I have a Brunton Clinomaster from Baileys. I've used Sean's didgital clinometer, and the three of us using it got measurments several feet apart.

I learned to take measurments from 2 different angles for the reson you mention. If the tip you measure in not over the trunk, you do not form a right triangle.

I've copied this to Dave R. of Tree Releaf in Greenlake. He has a red oak we measured just under 100ft that looks to have a higher point value then the current champ in the WI book. He may be interested in having you look at it with him.

I enjoy talkin to other tree people, climbing and big trees in general, so if you would like to get together for a climb some time...I'll be at the DNR/WAA conferance in Greenbay again, and Ian Brown will be giving a talk on the program too.

JPS

---

John,

I have a Brunton Clinomaster as a backup clinometer. It works well, but I think that the Suunto has a slightly smoother movement that settles more readily on the correct inclination reading. It may just be an issue with the individual Brunton unit that I have, but otherwise, it works well and is very usable. Is Sean's digital clinometer just a clinometer, or is it integrated with a rangefinder, too? If not, it would make sense that you all would get approximately the same height calculation if you were measuring the same point on a tree from the same spot. 

We have done very accurate height measurements without a rangefinder when we used a transit on a tripod. We would level the tripod mounted transit, zero in on the high point, and then tilt the tripod toward the ground under the tree and have a second person stake two points in line with the transit. We'd repeat the process at approximately a right angle and tie lines between the stake pairs to find the intersection of the transit lines. That point would be used to tape to the point where the clinometer reading was taken to get the height of the tree top above the height of the eye of the measurer. A point on a level line from the transit to the tree was marked on the tree top to get the height to base. This method was often within a foot or so of readings taken with a $3000 impulse laser. On hardwoods, we find that the highest points are often 5-20' from the trunk and rarely over it for most trees except for spruce and fir. With the laser and clinometer, we can also easily calculate the offset of the tree top from the trunk.

Our consumer laser plus clinometer readings are often within a couple feet on trees 140-180' tall. With the lasers, angle to the twig, size of the branch, leaf/needle density, etc all affect the reflections back to the rangefinder. My rangefinder tends to undershoot trees by 2-3 feet while it is within 9-12 inches of the displayed value on a tape measured distance to a large flat object like a cardboard box. Some of the newer, cheaper rangefinders are within a foot on the same trees. 

Furthermore, you mention discrepancies on girth at breast height. That is one that really gets screwed up.

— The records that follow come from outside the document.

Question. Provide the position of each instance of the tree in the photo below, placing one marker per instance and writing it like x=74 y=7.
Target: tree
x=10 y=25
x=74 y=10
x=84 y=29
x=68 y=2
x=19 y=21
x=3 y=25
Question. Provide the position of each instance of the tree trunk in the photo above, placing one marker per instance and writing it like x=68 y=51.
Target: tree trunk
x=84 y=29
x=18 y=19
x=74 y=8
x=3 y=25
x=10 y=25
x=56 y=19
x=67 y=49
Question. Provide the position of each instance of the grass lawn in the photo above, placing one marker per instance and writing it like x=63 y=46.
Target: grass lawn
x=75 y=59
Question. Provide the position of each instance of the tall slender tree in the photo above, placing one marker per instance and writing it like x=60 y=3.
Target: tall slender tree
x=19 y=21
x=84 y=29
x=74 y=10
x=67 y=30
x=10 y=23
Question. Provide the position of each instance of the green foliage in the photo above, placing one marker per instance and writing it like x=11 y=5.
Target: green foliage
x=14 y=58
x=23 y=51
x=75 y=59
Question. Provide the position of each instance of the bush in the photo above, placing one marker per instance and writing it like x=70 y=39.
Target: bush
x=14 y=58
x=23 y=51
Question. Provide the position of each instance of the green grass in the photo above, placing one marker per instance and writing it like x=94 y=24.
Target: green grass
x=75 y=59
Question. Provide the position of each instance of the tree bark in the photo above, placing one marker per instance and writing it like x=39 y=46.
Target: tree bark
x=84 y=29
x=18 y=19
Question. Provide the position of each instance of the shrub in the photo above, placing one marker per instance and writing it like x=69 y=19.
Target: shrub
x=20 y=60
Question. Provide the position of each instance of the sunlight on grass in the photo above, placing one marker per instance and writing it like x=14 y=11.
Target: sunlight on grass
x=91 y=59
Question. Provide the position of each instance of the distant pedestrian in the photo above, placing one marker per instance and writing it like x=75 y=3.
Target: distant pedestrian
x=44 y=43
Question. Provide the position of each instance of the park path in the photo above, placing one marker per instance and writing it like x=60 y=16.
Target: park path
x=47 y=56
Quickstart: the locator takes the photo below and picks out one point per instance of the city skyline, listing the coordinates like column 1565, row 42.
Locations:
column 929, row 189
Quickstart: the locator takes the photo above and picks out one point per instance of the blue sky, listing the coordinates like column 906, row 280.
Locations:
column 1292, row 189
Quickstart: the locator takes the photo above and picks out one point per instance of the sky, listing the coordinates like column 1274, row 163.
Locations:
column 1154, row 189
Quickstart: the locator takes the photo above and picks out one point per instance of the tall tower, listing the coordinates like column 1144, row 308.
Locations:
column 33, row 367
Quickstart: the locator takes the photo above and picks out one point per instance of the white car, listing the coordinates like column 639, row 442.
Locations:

I've attached a picture from a newspaper that unintentionally shows you how not to measure a tree. People often don't keep the tape tight and close to horizontal. They don't choose the proper starting level on the ground. They don't follow rules for multi-stemmed or low branching trees. Some intentionally route the tape over burls and loose hanging bark pieces. ArggghhH!!!

I'd love to get into tree climbing. When I was a teenager, my older brother inspired me to free climb 90' pines and hemlocks. More recently, he has climbed up to 150' or more up 225-250' tropical trees in Costa Rica and Ecuador. He is a naturalist who has studied birds and wildflowers. At this time, he is specializing in orchids and has discovered and named dozens of new species in the Andean cloud forest of Ecuador where he has lived for the last 15-20 years. 

My friend, an arborist in North Carolina and has climbed and tape dropped many of the tallest trees in the eastern United States, including a 207' eastern white pine and 170+' tall eastern hemlock and tulip trees. I don't know if you'd ever drive a long way for a big tree event, but a trip to the Smokies to meet and climb with Will would be worth it. 

Regards,

Paul

---
Hi Paul and JPS,

I actually just got back from Eagle River.

Paul, I think that I know the white pines that you measured (The School House Pines) in the Menominee Res. I saw them about six years back with _a friend_ and they are spectacular! My height estimate (visual) was 165’ so it is very cool to hear that they are a bit bigger. I have decent DNR contacts so let me know about access.

Sorry for the delay but I thought that I’d get in on the conversation.

Sean

----


----------